BRITAIN and its European allies were urged yesterday to follow the
controversial US lead and stop enforcing the arms embargo against the
Bosnian Muslims.
The call came in London from Bosnian Prime Minister Haris Silajdzic,
who said the embargo had brought ''nothing but death and misery''.
Nato chief Willy Claes flies to Washington this week for urgent
high-level talks on the American decision, which has dismayed the
Europeans, and which threatens to cause a damaging split within Nato.
Britain joined France in calling for an urgent meeting of the
five-nation Bosnia ''contact group'' -- made up of the two countries,
plus the US, Germany and Russia -- to discuss the crisis.
Senior officials from the group will meet in London on Thursday to
discuss the US move.
Britain and France have said they will pull their peacekeepers out of
former Yugoslavia if the arms embargo collapses.
Nato's military committee meets today in Brussels to consider how to
maintain the joint Nato-Western European Union blockade without US
support.
But Mr Silajdzic, on a visit to London, said: ''It is time to change
the course in Bosnia because appeasement did not work and we will ask
Britain, if possible, to reconsider its policy.
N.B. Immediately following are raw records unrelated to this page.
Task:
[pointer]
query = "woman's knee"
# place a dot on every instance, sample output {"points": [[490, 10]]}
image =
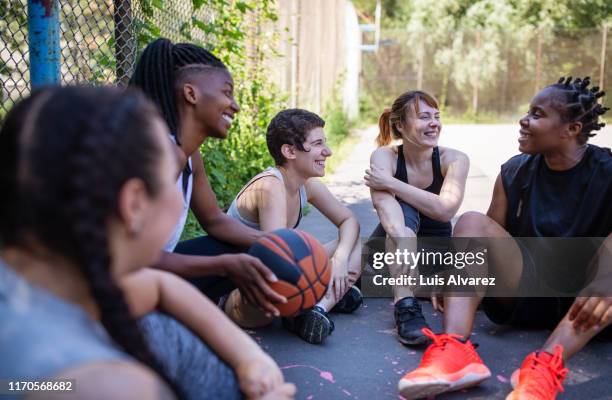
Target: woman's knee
{"points": [[472, 223], [399, 230]]}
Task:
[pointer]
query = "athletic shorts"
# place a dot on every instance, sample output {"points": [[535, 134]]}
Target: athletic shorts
{"points": [[214, 287]]}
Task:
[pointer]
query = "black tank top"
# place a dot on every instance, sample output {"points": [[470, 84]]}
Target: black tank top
{"points": [[428, 226], [571, 203]]}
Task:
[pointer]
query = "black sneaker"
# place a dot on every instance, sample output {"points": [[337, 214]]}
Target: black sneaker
{"points": [[313, 325], [351, 301], [410, 322]]}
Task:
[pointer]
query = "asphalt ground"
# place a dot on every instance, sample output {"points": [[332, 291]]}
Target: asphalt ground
{"points": [[362, 359]]}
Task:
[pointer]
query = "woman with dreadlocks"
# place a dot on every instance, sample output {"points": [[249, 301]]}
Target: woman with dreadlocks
{"points": [[74, 239], [194, 92], [560, 186]]}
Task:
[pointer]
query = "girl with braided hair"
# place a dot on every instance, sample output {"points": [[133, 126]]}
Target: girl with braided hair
{"points": [[88, 197], [194, 92], [560, 186]]}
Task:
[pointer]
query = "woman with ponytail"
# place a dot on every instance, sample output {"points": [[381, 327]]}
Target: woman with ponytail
{"points": [[88, 197], [416, 188], [194, 92]]}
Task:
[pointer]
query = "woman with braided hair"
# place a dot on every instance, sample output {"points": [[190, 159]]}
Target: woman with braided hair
{"points": [[194, 92], [559, 187], [87, 177]]}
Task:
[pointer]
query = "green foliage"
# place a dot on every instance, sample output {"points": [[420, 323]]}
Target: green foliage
{"points": [[481, 56], [230, 29]]}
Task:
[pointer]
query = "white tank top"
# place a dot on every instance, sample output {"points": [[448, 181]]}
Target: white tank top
{"points": [[271, 171], [186, 191]]}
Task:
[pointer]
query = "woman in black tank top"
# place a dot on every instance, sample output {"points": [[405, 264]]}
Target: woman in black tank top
{"points": [[560, 186], [416, 187]]}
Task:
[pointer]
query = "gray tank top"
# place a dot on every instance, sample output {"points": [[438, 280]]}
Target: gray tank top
{"points": [[271, 171], [42, 335]]}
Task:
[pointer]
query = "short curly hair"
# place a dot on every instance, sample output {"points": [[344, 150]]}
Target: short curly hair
{"points": [[290, 127]]}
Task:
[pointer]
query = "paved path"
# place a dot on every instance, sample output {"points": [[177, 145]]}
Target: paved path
{"points": [[362, 359]]}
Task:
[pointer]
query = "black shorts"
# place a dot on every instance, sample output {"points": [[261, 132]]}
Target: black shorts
{"points": [[212, 286]]}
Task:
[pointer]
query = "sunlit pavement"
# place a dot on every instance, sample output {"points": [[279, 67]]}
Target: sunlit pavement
{"points": [[363, 359]]}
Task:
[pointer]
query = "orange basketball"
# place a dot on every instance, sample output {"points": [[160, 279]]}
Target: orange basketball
{"points": [[301, 264]]}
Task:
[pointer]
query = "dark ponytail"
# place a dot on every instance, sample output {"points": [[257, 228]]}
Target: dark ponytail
{"points": [[76, 149]]}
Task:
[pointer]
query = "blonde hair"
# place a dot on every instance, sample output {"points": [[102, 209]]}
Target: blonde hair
{"points": [[408, 101]]}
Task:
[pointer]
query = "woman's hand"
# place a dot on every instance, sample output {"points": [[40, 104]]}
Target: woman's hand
{"points": [[340, 276], [260, 378], [378, 179], [251, 276], [589, 312]]}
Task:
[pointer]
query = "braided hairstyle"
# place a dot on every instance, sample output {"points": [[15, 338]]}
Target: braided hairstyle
{"points": [[65, 154], [577, 103], [406, 103], [157, 69]]}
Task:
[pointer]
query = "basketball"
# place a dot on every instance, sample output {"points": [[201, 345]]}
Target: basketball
{"points": [[301, 265]]}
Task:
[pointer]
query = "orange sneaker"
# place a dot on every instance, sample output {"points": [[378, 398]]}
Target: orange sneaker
{"points": [[448, 364], [540, 377]]}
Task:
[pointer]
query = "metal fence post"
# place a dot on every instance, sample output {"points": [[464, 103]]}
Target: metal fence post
{"points": [[43, 39]]}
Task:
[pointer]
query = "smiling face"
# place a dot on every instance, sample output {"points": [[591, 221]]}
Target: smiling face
{"points": [[311, 162], [543, 129], [423, 127], [215, 107]]}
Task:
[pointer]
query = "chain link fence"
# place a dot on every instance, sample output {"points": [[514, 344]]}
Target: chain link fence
{"points": [[99, 39]]}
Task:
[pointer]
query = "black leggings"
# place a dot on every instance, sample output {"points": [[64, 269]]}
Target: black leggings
{"points": [[212, 286]]}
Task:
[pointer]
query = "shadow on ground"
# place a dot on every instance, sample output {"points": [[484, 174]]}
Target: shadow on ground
{"points": [[362, 359]]}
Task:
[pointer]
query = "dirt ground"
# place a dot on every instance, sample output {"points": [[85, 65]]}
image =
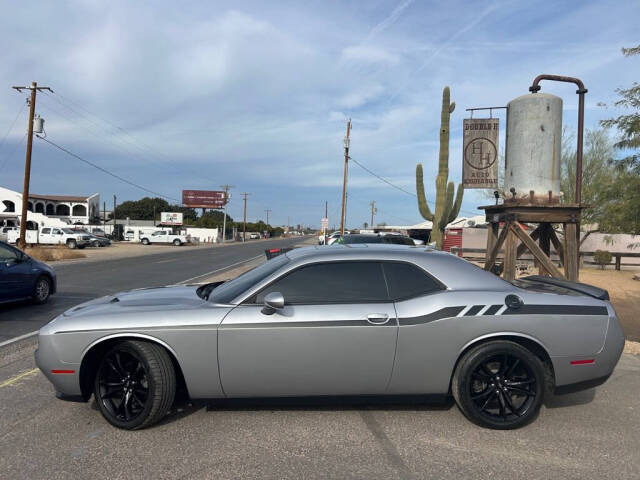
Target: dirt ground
{"points": [[624, 293]]}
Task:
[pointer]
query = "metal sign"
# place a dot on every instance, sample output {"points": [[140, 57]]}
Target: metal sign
{"points": [[204, 198], [171, 218], [480, 153]]}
''The arms embargo was productive only in the numbers of people killed
and expelled -- 200,000 killed and 1.5 million expelled. It has brought
only death and misery and destruction.''
He likened the American move to its decision to enter the Second World
War and provide Britain with the ''tools'' to finish the job.
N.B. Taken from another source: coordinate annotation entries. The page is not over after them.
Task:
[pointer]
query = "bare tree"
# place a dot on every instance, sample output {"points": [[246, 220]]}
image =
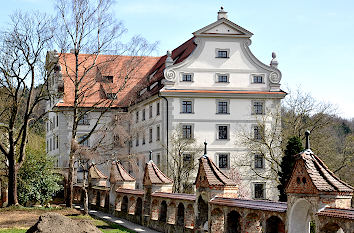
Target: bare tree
{"points": [[90, 31], [183, 163], [22, 87]]}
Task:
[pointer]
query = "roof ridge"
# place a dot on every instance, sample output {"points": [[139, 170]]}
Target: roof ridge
{"points": [[319, 162]]}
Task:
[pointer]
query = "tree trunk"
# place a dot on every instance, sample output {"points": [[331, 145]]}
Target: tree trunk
{"points": [[12, 185], [70, 188]]}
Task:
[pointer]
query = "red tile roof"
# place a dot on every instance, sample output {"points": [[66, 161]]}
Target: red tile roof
{"points": [[250, 204], [153, 175], [95, 173], [337, 213], [94, 86], [131, 191], [179, 196], [118, 173], [323, 179], [213, 175]]}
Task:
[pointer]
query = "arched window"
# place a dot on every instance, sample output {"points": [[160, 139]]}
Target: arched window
{"points": [[139, 207], [124, 207], [180, 215], [275, 225], [163, 211]]}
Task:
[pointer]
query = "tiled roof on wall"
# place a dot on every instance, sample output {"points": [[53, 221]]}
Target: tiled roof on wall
{"points": [[118, 173]]}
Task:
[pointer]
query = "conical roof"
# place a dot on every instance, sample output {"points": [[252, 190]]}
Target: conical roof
{"points": [[118, 173], [210, 173], [153, 175]]}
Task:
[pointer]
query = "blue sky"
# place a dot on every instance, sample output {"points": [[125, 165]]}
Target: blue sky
{"points": [[314, 40]]}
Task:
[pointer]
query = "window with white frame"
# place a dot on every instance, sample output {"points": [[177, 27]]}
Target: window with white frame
{"points": [[257, 132], [150, 135], [83, 120], [187, 106], [150, 111], [258, 161], [157, 108], [223, 132], [222, 78], [223, 160], [257, 78], [84, 143], [223, 107], [187, 160], [259, 190], [187, 131], [137, 140], [187, 77], [143, 117], [157, 133], [222, 53], [258, 107]]}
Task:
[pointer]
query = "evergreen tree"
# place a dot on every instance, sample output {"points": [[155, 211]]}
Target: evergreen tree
{"points": [[293, 147]]}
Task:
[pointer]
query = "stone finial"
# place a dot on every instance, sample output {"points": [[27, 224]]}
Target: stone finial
{"points": [[307, 135], [274, 61], [169, 60], [222, 14], [205, 148]]}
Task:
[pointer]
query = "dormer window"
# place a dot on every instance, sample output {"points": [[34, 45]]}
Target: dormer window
{"points": [[257, 78], [222, 53], [108, 79], [187, 77]]}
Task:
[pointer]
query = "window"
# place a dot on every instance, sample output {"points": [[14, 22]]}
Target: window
{"points": [[158, 159], [257, 78], [187, 160], [223, 78], [223, 107], [84, 120], [158, 133], [258, 161], [108, 79], [257, 132], [187, 131], [187, 77], [223, 132], [57, 141], [111, 96], [258, 107], [86, 142], [150, 135], [187, 106], [223, 160], [157, 108], [259, 191], [222, 53]]}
And he accused Europe of failing to respond to the genocide in Bosnia
by Serb forces.
''Neutrality amounts to complicity,'' he said. ''Our faith in the
future of Europe has been broken. That is why we think something must be
done.''
Mr Silajdzic also called on Britain to support the use of Nato air
strikes against Bosnian Serb forces attacking the enclave of Bihac.
Croatia warned it might intervene in the fighting if rebel Serbs in
Croatia continued shelling the area.